One of the most popular television shows on the Discovery Channel is Mythbusters. Their crew of special effects experts, engineers, and scientists look at myths and popular science through the eyes of controlled experimentation for the purpose of “confirming” or “busting” rumors and myths. It is not surprising that such a show would be a hit, as the origins of modern experimental science include the reports of the Royal Society of London in their journal “Philosophical Transactions” where amateur and professional scientists from around the world reported on their putting nature to the test. Can spiders run out of a circle made from powdered unicorn horn? That’s where you would go to find the answer!
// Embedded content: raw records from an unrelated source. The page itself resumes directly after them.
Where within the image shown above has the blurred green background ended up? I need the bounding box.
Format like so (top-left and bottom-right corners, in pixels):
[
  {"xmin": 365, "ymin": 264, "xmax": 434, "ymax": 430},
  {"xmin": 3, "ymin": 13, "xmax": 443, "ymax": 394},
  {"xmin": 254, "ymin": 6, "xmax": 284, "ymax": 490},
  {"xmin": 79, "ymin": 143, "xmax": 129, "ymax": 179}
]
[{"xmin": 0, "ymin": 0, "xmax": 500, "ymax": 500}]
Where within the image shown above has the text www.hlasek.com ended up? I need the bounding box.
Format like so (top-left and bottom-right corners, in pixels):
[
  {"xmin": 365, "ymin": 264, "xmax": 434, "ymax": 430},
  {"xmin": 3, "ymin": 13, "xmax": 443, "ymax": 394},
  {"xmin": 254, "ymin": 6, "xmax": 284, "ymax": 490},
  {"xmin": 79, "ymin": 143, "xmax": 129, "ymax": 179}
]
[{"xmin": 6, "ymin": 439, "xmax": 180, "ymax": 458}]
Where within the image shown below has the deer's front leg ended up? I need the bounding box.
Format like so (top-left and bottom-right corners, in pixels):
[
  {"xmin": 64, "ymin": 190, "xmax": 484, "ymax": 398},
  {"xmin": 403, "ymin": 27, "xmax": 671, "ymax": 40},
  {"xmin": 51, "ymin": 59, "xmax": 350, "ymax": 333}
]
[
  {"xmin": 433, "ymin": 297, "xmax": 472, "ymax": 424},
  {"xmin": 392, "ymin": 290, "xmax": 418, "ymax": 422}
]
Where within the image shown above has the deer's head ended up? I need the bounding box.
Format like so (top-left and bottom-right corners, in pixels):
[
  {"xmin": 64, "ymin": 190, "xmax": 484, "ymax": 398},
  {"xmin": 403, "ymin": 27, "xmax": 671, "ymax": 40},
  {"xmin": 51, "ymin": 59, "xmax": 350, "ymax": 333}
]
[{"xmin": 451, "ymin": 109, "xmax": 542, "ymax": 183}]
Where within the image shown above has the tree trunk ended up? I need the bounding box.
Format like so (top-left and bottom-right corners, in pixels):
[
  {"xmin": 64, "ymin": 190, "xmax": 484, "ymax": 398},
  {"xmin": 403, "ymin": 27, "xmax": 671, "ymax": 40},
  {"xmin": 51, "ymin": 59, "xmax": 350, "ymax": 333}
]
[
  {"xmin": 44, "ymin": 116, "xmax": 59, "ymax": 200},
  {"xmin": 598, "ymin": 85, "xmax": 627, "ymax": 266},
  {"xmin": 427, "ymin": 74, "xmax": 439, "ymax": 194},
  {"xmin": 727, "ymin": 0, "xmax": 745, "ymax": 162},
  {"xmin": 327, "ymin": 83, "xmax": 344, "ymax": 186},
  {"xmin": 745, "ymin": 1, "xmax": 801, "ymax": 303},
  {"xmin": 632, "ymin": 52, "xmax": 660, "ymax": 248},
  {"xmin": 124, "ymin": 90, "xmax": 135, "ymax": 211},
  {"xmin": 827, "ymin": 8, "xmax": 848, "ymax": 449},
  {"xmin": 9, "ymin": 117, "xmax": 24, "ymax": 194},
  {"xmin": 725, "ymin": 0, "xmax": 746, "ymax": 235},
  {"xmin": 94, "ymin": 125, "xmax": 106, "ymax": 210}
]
In many ways, the Royal Society, with members like Newton and Boyle and Hooke and others, was the first “science club” and gave us the blueprint for the way modern experimental science is done.
In our BIMS 1300 Introduction to Scientific Research class we are looking at the efforts of the Discovery Channel’s Mythbusters crew to see whether their experimental approaches to testing nature in past episodes can be improved upon. Four teams of students will be watching Mythbusters episodes this weekend and presenting cases from the Mythbuster files and then improving upon the science – identifying and accounting for additional variables, improving upon the controls, etc. – for the purpose of demonstrating their knowledge of how science is done. What good is learning about how experiments are set up without actually setting some up? How better than to analyze and improve upon the experiments of others!
So what will it be: the exploding outhouse? the five-second rule? We’ll see which of the hundreds of clips and stories from the Mythbuster archives are chosen for presentations and re-thinking in the lab during the next few weeks.